Riding a wave to better medical diagnosis entails harnessing cutting-edge technologies and methodologies to increase the accuracy, efficiency, and accessibility of medical diagnosis. The incorporation of artificial intelligence (AI), specifically machine learning and deep learning, into the field of medicine is one of the most promising advancements in this respect.
Medical imaging, such as X-rays, CT scans, MRIs, and ultrasounds, give doctors new perspectives and a greater knowledge of what’s going on within a patient’s body. These gadgets can visualize many invisible disorders and diseases by using various types of waves.
This imaging is useful for health-care practitioners in making accurate diagnoses, but spectroscopy adds even more detail. Spectroscopy can be used to detect proteins within specimens based on their absorption characteristics in the electromagnetic spectrum.
Researchers from UBC Okanagan’s School of Engineering seek to take diagnostic imaging to the next level.
By working with terahertz radiation, we’re able to glean details on the underlying characteristics of biological specimens. This insight comes from the nature of terahertz radiation, which is intricately sensitive to the biomolecular make-up of cells.
Alexis Guidi
Recognizing the benefits of imaging and spectroscopy, UBCO’s Integrated Optics Laboratory (IOL) researchers are now creating imaging devices that use terahertz radiation. Terahertz radiation is found in the electromagnetic spectrum, with frequencies ranging from radio waves to visible light. This paves the way for fast and accurate terahertz characterizations of biological specimens, which can eventually aid in the development of effective cancer detection systems.
“By working with terahertz radiation, we’re able to glean details on the underlying characteristics of biological specimens,” explains Alexis Guidi, a School of Engineering master’s student and lead author of a new study published in Scientific Reports. “This insight comes from the nature of terahertz radiation, which is intricately sensitive to the biomolecular make-up of cells.”

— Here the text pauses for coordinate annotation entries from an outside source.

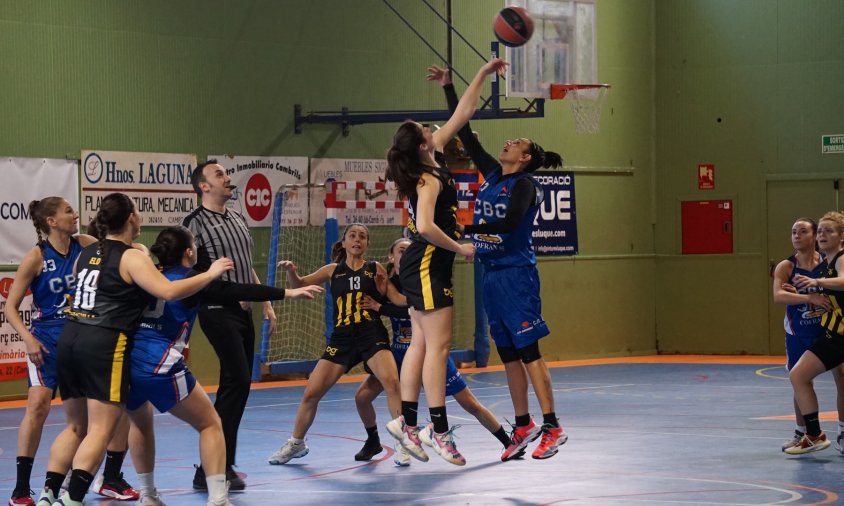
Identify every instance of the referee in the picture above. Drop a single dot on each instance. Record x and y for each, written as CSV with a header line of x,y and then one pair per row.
x,y
221,232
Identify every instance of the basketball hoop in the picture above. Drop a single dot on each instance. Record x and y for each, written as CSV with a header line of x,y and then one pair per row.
x,y
586,102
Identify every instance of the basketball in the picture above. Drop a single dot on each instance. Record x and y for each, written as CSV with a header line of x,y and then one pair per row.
x,y
513,26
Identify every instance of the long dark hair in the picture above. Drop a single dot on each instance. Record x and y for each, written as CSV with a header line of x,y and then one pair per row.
x,y
338,252
40,210
115,210
541,158
404,166
170,245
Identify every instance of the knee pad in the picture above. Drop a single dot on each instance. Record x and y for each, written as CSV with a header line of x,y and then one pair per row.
x,y
530,353
507,354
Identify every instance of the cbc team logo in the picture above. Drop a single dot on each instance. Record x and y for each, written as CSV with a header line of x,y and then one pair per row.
x,y
258,197
93,168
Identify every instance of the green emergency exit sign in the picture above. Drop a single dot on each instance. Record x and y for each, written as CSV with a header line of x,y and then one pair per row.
x,y
832,144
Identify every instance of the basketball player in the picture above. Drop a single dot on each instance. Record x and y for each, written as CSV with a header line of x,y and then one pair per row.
x,y
802,318
358,336
416,164
113,283
827,353
47,270
160,375
455,385
506,205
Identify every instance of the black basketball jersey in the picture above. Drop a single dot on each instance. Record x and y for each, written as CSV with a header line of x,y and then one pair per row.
x,y
833,321
445,208
348,288
102,297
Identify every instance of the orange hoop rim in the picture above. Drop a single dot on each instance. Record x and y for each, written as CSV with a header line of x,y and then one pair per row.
x,y
559,91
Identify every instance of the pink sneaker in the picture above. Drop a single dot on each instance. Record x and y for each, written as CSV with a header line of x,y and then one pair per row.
x,y
552,439
408,437
444,445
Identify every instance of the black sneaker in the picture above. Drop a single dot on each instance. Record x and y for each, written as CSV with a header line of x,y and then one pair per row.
x,y
369,450
199,479
234,479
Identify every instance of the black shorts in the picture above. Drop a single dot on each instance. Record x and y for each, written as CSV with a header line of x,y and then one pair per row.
x,y
425,276
830,350
93,362
354,344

Nonetheless, according to Dr. Jonathan Holzman, IOL Principal Investigator and Electrical Engineering Professor, there are pressing challenges in developing these terahertz systems.

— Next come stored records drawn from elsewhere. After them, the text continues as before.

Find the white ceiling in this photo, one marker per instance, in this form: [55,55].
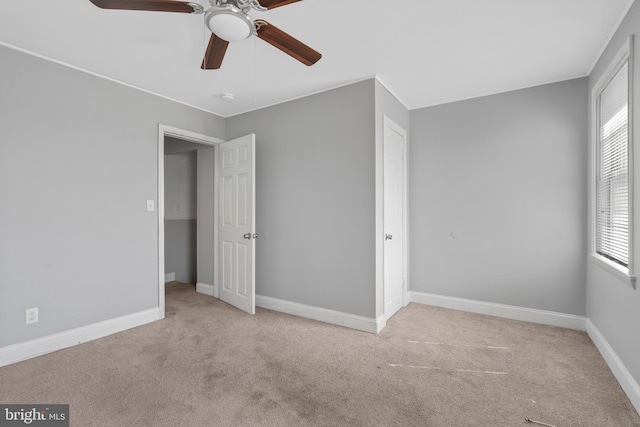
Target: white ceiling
[427,52]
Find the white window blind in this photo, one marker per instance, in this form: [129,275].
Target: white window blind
[612,192]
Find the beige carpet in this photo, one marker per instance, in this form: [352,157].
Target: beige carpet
[208,364]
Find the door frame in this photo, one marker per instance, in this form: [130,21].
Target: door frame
[198,138]
[387,122]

“The characteristics of terahertz radiation that make it an effective probe of biomolecules, in terms of its long wavelengths, also make it challenging to focus and resolve in images. Our recent work solved this by demonstrating terahertz spectroscopy can show a resolution approaching the cellular scale.”
While AI is a strong tool for enhancing medical diagnosis, it is vital to remember that it should be used in conjunction with, rather than in instead of, healthcare practitioners. Human skill and judgment continue to be essential in the medical industry. Furthermore, as these technologies grow, the ethical and regulatory elements of AI in healthcare, including concerns of transparency and responsibility, must be carefully explored.
The researchers intend to use their results in new areas of medical diagnosis, with a focus on carcinogenesis – the process through which healthy cells become cancerous.